PMI is an additional fee that lenders attach to conventional loans as a safeguard. Established in 1998 by the Homeowner's Protect Act, private mortgage insurance is designed to encourage banks to lend to those with smaller down payments or fewer resources for mortgage payments, since it protects them from borrower default. Lenders have less risk, and buyers in turn have more choice in buying a new home.
DO YOU NEED PMI?
PMI is provided by individual outside companies, and arranged for by your chosen lender. It's typically required when you make a down payment of less than 20 percent of the total home purchase price.

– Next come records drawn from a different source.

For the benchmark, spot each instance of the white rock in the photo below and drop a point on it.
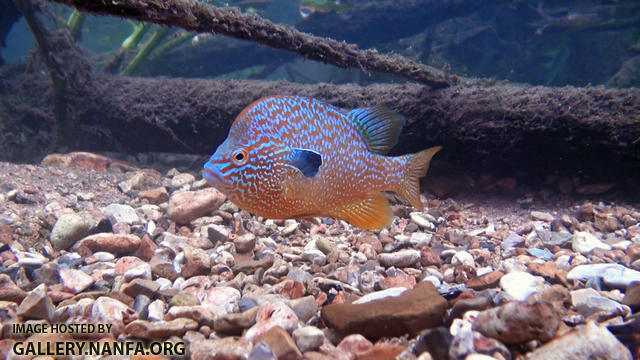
(614, 275)
(519, 285)
(377, 295)
(420, 219)
(584, 243)
(463, 258)
(308, 338)
(432, 279)
(419, 239)
(402, 258)
(122, 213)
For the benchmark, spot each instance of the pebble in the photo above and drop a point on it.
(584, 243)
(280, 343)
(518, 322)
(588, 302)
(416, 309)
(122, 213)
(112, 243)
(189, 205)
(518, 285)
(269, 315)
(308, 338)
(37, 305)
(68, 229)
(463, 258)
(615, 275)
(75, 281)
(542, 216)
(402, 258)
(586, 342)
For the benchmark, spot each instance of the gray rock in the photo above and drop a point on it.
(614, 275)
(551, 238)
(586, 342)
(308, 338)
(67, 230)
(584, 243)
(402, 258)
(588, 302)
(122, 213)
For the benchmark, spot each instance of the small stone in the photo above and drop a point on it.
(235, 323)
(245, 243)
(181, 180)
(75, 281)
(485, 281)
(227, 348)
(204, 315)
(304, 307)
(588, 302)
(112, 243)
(197, 263)
(518, 322)
(37, 305)
(463, 258)
(122, 213)
(67, 230)
(542, 216)
(584, 243)
(281, 343)
(143, 329)
(551, 239)
(419, 219)
(112, 311)
(184, 299)
(416, 309)
(308, 338)
(270, 315)
(586, 342)
(402, 258)
(518, 285)
(512, 241)
(155, 196)
(614, 275)
(631, 296)
(139, 286)
(132, 267)
(189, 205)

PMI is also usually needed if you refinance with a conventional loan, but have less than 20 percent of the value of your home in equity.
HOW DO I PAY?
Your PMI premium is most commonly paid as part of your regular monthly mortgage obligation. Details about it can be found under the closing disclosure heading in the projected payments section of your loan documents. Loan estimates distributed before you sign the mortgage will detail the amount. Some lenders offer different payment options, however, so ask if there are other choices available. For example, PMI can sometimes be paid as an up-front one-time premium at your closing. Just be aware that you may not receive a refund on this premium in certain instances if you refinance or move.
CAN I AVOID PMI?
Anyone who applies a down payment of more than 20 percent and agrees to carry a loan balance for the rest can choose to waive PMI coverage. Those with PMI can sometimes set a date of termination with their lender, after which the policy will be canceled — as long as mortgage payments have been consistently made. Recently, it's become more difficult to receive a PMI termination without some sort of refinancing, so review your agreement before signing. You may also no longer need PMI coverage if the value of your home has significantly increased.